Doch wer jetzt Desserts erwartet, liegt falsch. Es folgt noch eine komplette Abfolge mit Nigiri-Sushi. Es gibt zuerst Kinmedai (Glänzender Schleimkopf), Ōtoro (fettiger Thunfischbauch) und Shima aji (Stachelmakrele). Diese Fischarten allein versprechen bereits ein Nigiri-Erlebnis allererster Güte. Der Reis selbst ist im Vergleich zu japanischem Sushi deutlich weniger essigbetont, auch wird so manch japankundigen Gästen nicht entgehen, dass man in gehobenen japanischen Restaurants niemals Nigiri-Sushi aus der Küche an einen Tisch servieren würde, sondern immer nur über die kurze Distanz aus der Hand eines Sushi-Meisters direkt zum davor sitzenden Gast. Dennoch gelingt Nakayama ein Nigiri-Sushi von höchster Qualität, das sich vor nichts verstecken muss. Eine zweite Portion enthält Aji (Bastardmakrele), Akamutsu (eine Barschart) und ein besonders großartiges gunkan maki, gefüllt mit Seeigel, Lachsrogen und Perillablatt. Ein Krustentiersüppchen, leicht und doch intensiv, rundet diese noch einmal umfangreiche Darbietung ab. (8,9/10)

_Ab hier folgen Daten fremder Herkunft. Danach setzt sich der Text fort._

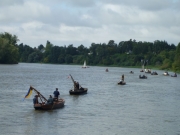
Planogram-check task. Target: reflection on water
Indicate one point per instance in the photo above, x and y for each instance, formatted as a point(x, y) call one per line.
point(143, 106)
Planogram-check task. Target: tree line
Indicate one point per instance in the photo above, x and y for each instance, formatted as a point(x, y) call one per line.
point(159, 54)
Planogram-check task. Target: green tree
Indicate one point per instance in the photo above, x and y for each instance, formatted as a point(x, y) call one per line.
point(8, 49)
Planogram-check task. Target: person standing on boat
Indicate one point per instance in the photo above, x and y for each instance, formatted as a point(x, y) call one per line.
point(35, 99)
point(56, 94)
point(123, 77)
point(50, 100)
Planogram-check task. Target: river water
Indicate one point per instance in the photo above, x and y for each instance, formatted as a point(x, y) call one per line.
point(142, 107)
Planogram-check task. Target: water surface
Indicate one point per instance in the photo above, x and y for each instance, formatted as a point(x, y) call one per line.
point(142, 107)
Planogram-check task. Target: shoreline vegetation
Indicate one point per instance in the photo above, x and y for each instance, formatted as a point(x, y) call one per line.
point(158, 54)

Es folgen noch zwei Desserts, fruchtbetont, wie in der japanischen Küche üblich. Ein Schälchen mit einem Sorbet aus Wassermelone und Limette sowie Würfel aus komprimierter Wassermelone bringen das Aroma der sommerlichen Frucht unmissverständlich auf den Punkt (8/10), danach sorgt ein dekonstruiertes Kakigori (japanisches Kratzeis) dafür, dass man selbst nach diesem umfangreichen Menü fürchtet, bald beim letzten Löffel dieser Köstlichkeit angekommen zu sein. Pfirsich, unter anderem als »Panna Cotta« und Sorbet, Kokossahne, Shiratama (Klebereisbällchen) mit Rote-Bohnen-Paste und Brauner-Zucker-Sirup aus Okinawa folgen der Tradition von Anmitsu, eine besonders in Kyoto beliebte Dessert-Art. Es schmeckt süß und kurzweilig, nach Pfirsich und Gummibärchen. (8/10)

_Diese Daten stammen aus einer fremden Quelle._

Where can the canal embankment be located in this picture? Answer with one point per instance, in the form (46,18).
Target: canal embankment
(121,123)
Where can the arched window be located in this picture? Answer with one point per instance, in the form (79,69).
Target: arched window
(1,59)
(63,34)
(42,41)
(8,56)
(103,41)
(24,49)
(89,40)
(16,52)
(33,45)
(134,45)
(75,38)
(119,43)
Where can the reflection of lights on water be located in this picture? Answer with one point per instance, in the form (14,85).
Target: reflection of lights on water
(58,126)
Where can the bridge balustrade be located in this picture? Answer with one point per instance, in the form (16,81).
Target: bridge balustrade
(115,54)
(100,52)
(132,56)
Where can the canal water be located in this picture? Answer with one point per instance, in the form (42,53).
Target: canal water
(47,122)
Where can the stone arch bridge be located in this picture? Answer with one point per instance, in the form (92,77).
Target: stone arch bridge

Ein Matcha-Tee und einige Pralinen beenden nach angenehmen zweieinhalb Stunden eines der japanischsten Menüs, die ich außerhalb Japans bisher genossen habe. Für solche Erlebnisse muss man als Europäer weit reisen. Im n/naka gibt es keine Fusionsküche, aber gleichwohl eine Küche, die bei aller japanischen Authentizität auch die kulinarischen Qualitäten Kaliforniens spürbar respektiert. Als Niki Nakayama an den Tisch kommt – eine zierliche, fast scheue Person – ringe ich kurz nach Worten, um das Erlebte angemessen zusammenfassen. Als ich ihr dann gestehe, dass schon das Omelette die weite Reise aus Deutschland wert war, ist sie auch unter ihrem Mundschutz sichtlich erfreut.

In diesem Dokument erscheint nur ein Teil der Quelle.